As humans, we're pretty good at telling the difference between a video showing dumb robots failing to climb up the stairs and a video of a group of tigers chasing a drone. But can a machine tell what's in a YouTube video?
As it turns out, a subliminal image of a pasta bowl inserted every two seconds within a video about Gorillas and the famous scientist Jane Goodall tricks Google's artificial intelligence bots into thinking the video is about spaghetti, according to a new experiment.
A group of researchers from University of Washington played around with Google's Cloud Video Intelligence API, a new tool that's still in private beta that uses machine learning to automatically recognize and label what's inside a video. By inserting random pictures at regular intervals—every two seconds—the researchers successfully tricked the tool into mislabelling videos. That way, the tool categorized a video about tigers as a video of a car because the researchers put a picture of an Audi in it, as the they explained in their paper.
"The API completely fails to correctly understand the video content," the researchers, who called their technique "image insertion attack," wrote.

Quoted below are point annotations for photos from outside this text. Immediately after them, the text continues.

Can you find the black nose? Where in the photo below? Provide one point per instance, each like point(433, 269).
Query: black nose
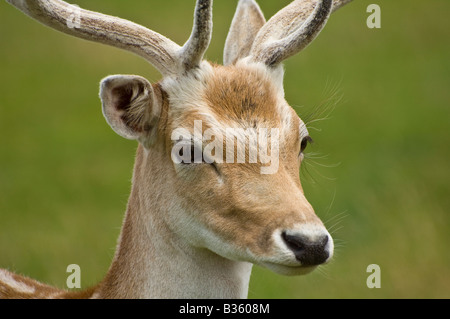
point(308, 251)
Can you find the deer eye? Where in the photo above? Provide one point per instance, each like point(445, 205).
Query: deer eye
point(304, 143)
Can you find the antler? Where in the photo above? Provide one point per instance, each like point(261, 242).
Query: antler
point(292, 29)
point(167, 56)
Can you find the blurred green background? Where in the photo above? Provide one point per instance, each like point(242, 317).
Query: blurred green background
point(379, 177)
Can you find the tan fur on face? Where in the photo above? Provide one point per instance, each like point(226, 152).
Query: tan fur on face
point(242, 207)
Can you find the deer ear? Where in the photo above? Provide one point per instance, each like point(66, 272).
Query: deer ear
point(247, 22)
point(130, 106)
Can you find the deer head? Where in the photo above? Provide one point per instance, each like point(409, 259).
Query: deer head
point(191, 177)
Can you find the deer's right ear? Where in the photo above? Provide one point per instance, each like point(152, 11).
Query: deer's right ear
point(130, 106)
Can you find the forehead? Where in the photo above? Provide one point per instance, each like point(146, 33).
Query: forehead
point(244, 96)
point(232, 97)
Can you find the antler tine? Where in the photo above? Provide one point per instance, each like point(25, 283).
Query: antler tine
point(291, 30)
point(338, 4)
point(164, 54)
point(194, 49)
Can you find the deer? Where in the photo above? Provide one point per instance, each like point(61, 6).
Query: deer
point(194, 229)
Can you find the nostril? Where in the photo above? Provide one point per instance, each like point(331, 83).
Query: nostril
point(309, 251)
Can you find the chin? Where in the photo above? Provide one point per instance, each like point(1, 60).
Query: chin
point(289, 270)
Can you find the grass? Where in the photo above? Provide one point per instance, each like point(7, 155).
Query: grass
point(380, 180)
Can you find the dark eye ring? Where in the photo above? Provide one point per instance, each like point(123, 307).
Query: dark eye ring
point(305, 141)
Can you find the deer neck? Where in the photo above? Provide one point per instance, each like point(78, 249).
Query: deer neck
point(151, 261)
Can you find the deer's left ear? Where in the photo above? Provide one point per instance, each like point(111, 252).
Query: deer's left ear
point(130, 106)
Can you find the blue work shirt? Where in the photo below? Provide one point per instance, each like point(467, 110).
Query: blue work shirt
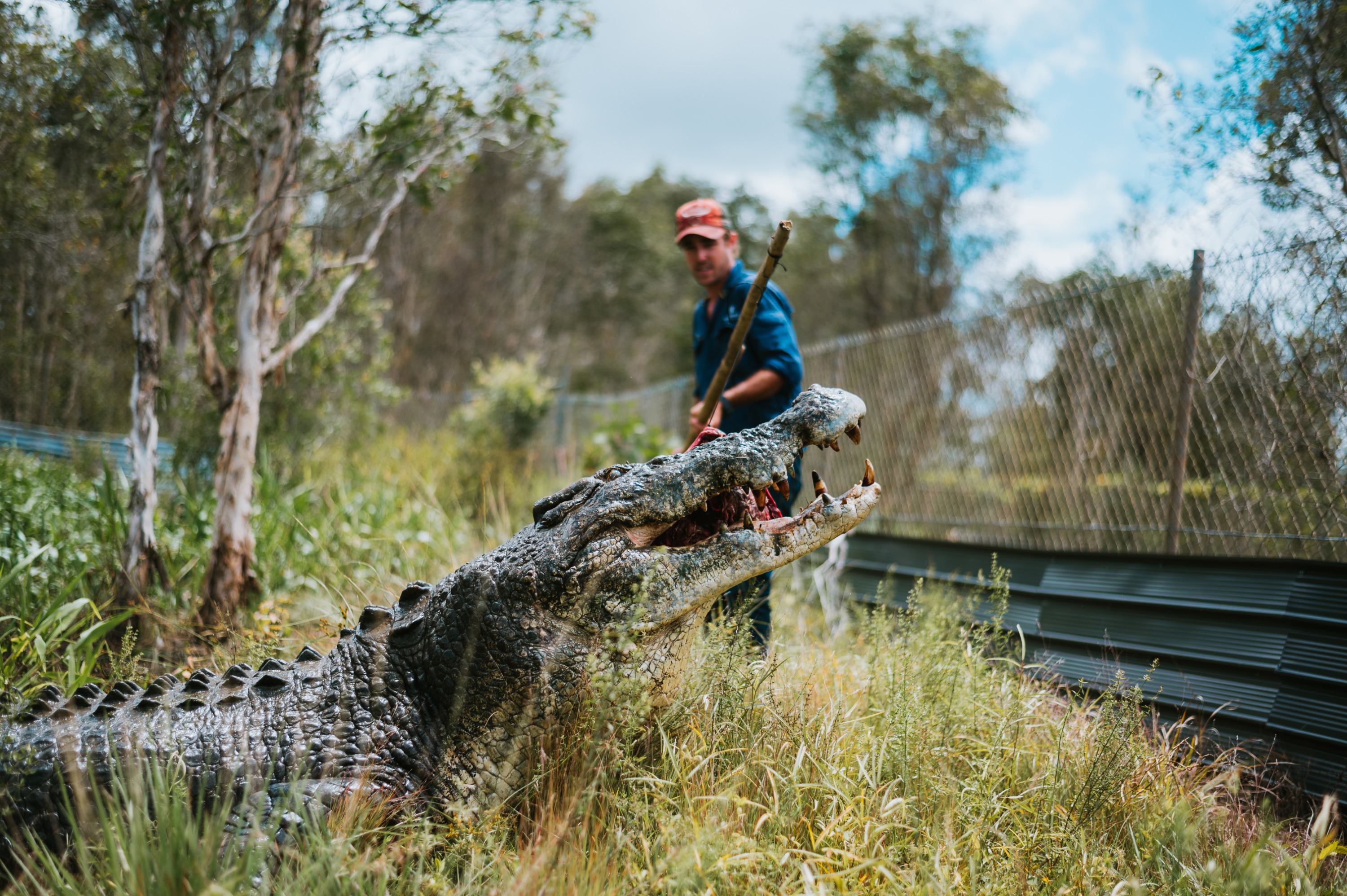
point(771, 345)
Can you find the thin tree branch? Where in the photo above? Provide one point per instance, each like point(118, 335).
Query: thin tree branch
point(359, 266)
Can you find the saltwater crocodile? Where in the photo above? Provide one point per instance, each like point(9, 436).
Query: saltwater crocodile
point(448, 694)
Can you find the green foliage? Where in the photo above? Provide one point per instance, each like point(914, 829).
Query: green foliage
point(512, 399)
point(69, 126)
point(915, 758)
point(907, 124)
point(1283, 93)
point(58, 558)
point(625, 439)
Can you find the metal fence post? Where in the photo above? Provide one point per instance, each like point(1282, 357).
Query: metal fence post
point(1183, 415)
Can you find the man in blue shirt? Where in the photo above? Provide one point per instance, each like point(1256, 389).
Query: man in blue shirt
point(768, 375)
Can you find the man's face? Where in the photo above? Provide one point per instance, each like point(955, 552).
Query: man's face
point(710, 260)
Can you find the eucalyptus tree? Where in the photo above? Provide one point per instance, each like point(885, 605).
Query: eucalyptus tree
point(273, 217)
point(906, 126)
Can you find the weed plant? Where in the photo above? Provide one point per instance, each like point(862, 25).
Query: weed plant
point(914, 755)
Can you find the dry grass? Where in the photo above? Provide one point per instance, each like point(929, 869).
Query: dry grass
point(912, 756)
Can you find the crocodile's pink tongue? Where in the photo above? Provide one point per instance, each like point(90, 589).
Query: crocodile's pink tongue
point(726, 509)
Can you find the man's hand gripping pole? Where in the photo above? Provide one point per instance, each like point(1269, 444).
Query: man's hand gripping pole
point(741, 330)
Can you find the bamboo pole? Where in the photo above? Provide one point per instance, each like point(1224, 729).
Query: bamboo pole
point(741, 330)
point(1183, 417)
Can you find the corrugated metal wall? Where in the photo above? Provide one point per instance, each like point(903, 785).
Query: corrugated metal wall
point(1256, 646)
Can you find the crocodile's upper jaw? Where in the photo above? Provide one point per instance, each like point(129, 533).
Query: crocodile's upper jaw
point(624, 575)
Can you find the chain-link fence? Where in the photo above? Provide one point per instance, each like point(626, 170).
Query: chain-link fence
point(1051, 421)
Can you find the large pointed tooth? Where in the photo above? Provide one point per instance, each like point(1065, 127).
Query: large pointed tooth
point(821, 491)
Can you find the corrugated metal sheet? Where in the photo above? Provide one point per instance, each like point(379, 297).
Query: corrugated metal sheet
point(1256, 647)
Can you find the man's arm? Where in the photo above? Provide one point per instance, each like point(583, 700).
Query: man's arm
point(763, 384)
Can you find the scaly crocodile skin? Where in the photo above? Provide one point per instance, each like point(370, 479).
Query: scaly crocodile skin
point(445, 696)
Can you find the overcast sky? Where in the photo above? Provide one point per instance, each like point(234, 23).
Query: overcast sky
point(706, 88)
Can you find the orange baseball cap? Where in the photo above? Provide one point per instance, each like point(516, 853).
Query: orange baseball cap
point(704, 217)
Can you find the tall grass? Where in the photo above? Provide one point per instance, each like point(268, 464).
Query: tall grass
point(912, 756)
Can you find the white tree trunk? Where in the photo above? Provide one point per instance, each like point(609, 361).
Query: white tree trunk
point(141, 552)
point(229, 576)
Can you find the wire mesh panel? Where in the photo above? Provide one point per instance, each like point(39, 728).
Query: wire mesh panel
point(1051, 421)
point(659, 411)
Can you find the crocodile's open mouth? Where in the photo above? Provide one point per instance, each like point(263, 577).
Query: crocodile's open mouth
point(741, 507)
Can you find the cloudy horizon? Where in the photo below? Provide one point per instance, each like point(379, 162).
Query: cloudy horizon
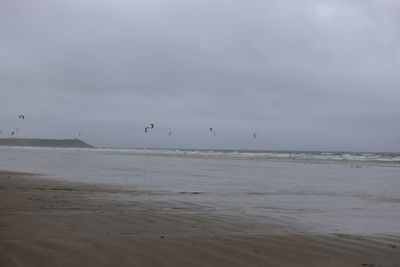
point(305, 75)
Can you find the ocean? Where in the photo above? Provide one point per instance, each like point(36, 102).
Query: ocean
point(322, 192)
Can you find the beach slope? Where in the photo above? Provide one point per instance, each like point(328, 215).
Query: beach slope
point(55, 223)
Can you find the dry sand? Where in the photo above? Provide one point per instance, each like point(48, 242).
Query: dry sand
point(55, 223)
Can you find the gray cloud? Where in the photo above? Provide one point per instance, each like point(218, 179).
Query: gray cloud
point(305, 74)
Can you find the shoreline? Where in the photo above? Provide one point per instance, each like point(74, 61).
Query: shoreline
point(45, 222)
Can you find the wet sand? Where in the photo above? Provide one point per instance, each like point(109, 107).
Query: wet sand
point(45, 222)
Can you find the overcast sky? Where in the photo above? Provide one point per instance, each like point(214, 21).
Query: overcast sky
point(306, 75)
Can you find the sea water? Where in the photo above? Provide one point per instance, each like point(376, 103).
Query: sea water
point(317, 191)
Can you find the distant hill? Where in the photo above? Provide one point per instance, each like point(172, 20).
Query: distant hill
point(43, 142)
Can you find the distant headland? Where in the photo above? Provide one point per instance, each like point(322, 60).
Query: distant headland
point(36, 142)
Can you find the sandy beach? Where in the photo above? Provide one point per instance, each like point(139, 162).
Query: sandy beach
point(45, 222)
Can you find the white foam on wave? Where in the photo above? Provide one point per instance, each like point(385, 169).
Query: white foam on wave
point(235, 154)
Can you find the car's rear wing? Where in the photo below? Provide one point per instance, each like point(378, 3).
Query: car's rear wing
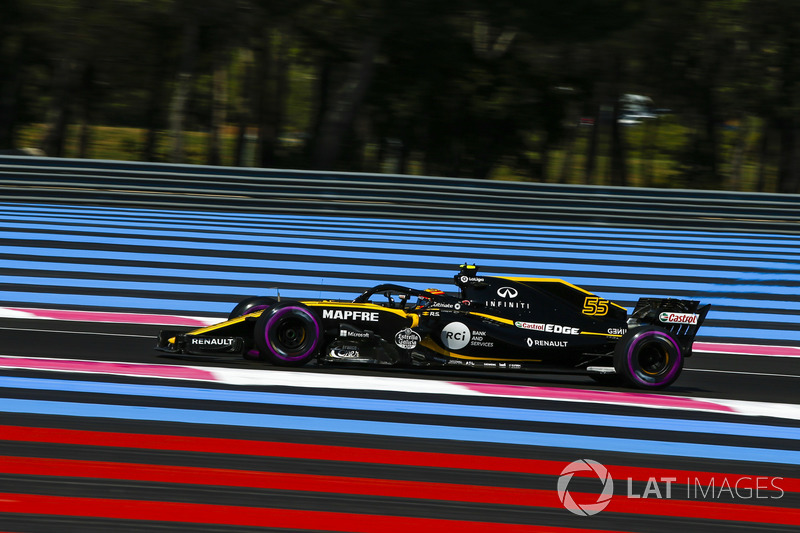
point(682, 318)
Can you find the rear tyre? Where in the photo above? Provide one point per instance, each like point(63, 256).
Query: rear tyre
point(648, 358)
point(288, 334)
point(251, 305)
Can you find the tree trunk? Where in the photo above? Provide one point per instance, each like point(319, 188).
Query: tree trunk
point(58, 113)
point(338, 121)
point(763, 155)
point(10, 83)
point(219, 103)
point(183, 86)
point(619, 167)
point(591, 147)
point(788, 169)
point(88, 99)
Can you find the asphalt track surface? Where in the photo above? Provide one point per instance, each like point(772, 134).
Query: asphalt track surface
point(100, 452)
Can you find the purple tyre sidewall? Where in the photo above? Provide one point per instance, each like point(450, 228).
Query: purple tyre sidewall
point(633, 350)
point(275, 318)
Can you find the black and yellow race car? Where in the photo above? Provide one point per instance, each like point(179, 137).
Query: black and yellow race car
point(492, 323)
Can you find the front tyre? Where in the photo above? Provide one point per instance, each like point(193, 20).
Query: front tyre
point(648, 358)
point(288, 334)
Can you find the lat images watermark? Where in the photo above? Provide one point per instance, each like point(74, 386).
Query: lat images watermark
point(720, 487)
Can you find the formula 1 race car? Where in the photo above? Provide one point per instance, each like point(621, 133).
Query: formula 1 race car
point(507, 323)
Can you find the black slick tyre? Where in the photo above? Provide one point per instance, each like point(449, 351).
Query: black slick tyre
point(288, 334)
point(648, 357)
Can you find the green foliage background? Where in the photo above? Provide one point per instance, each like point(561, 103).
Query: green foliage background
point(505, 89)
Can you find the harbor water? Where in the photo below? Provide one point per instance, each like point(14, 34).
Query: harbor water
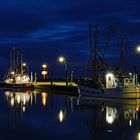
point(49, 116)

Google did not respond to a request for comment in time for publication.
Every day, hundreds of hours of videos get uploaded to the internet, so a tool that automatically detects what's inside a video, labels it correctly, and annotates its content so that humans can use text search to go through it would be immensely useful. For example, it'd be much easier to go through surveillance video to find suspects, find the exact moment a certain play happened during a basketball game, or filter out videos with inappropriate content that get uploaded to YouTube or Facebook.
With their simple experiment, University of Washington researchers Baicen Xiao, Radha Poovendran and Hossein Hosseini proved that we're still far away from a future where bots are as smart as we are—at least when it comes to telling pasta and gorillas apart.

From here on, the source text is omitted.